The proposed CARE legislation, Bartholomew says, makes it a clear-cut decision for clergy faced with such terrible knowledge: No matter the context in which the information was disclosed, they not only have the law’s permission to pass it on to authorities, but an obligation to do so.

Bartholomew said when she wrote the paper, she had “deep hopes” abuse issues were “a thing of the past.”

“This research was intended to be historical,” Bartholomew said.  “The research was searching for an understanding of how courts interpreted the privilege in the past. My findings on the distortion of the privilege in clergy abuse cases was a disturbing, surprise finding.”

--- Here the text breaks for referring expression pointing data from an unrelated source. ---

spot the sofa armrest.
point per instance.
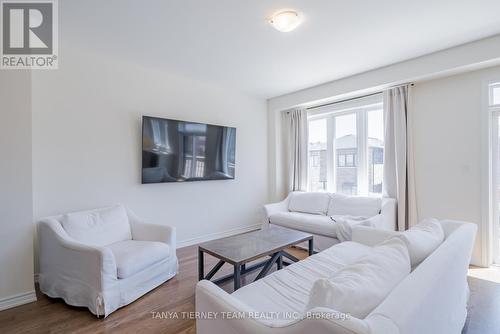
(270, 209)
(152, 232)
(370, 236)
(62, 256)
(388, 214)
(221, 312)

Recent events, particularly the string of accusations against Catholic priests in the Buffalo Diocese and throughout the country, prove child abuse is as relevant and damaging as ever, according to Bartholomew.

Another layer of protection

Wallace’s proposed legislation, the professor says, would add another layer of protection for children at risk: “This would ensure that things don’t slip through the cracks in the Child Victims Act,” Bartholomew said.

Buffalo Catholic Bishop Richard Malone has already spoken out against the CARE Act’s proposal. While the Bishop is open to making clergy mandatory reporters, he opposes having reporting obligations trump assertions of privilege.

Soon after Wallace’s press conference, the Bishop issued a statement: “The faithful have the right to expect total confidentiality when they confess their sins and seek God’s forgiveness. History gives evidence that priests have accepted death rather than violate the seal of confession.”

Bartholomew questions the accuracy of that interpretation.

“It is unfortunate that the initial response to the CARE Act is a continued push to shield potential information about abuse,” Bartholomew said. “Surely, there have been instances of clergy refusing to share confessions. However, in reviewing privilege cases, I found that clergy—including Catholic priests—have shared confessions in many instances.

“In doing so, clergy are not acting nefariously. Rather, they are often guiding people of faith towards repentance or aiding the interests of justice. The seal of confession, thus, is neither absolute nor inviolable in actual application.”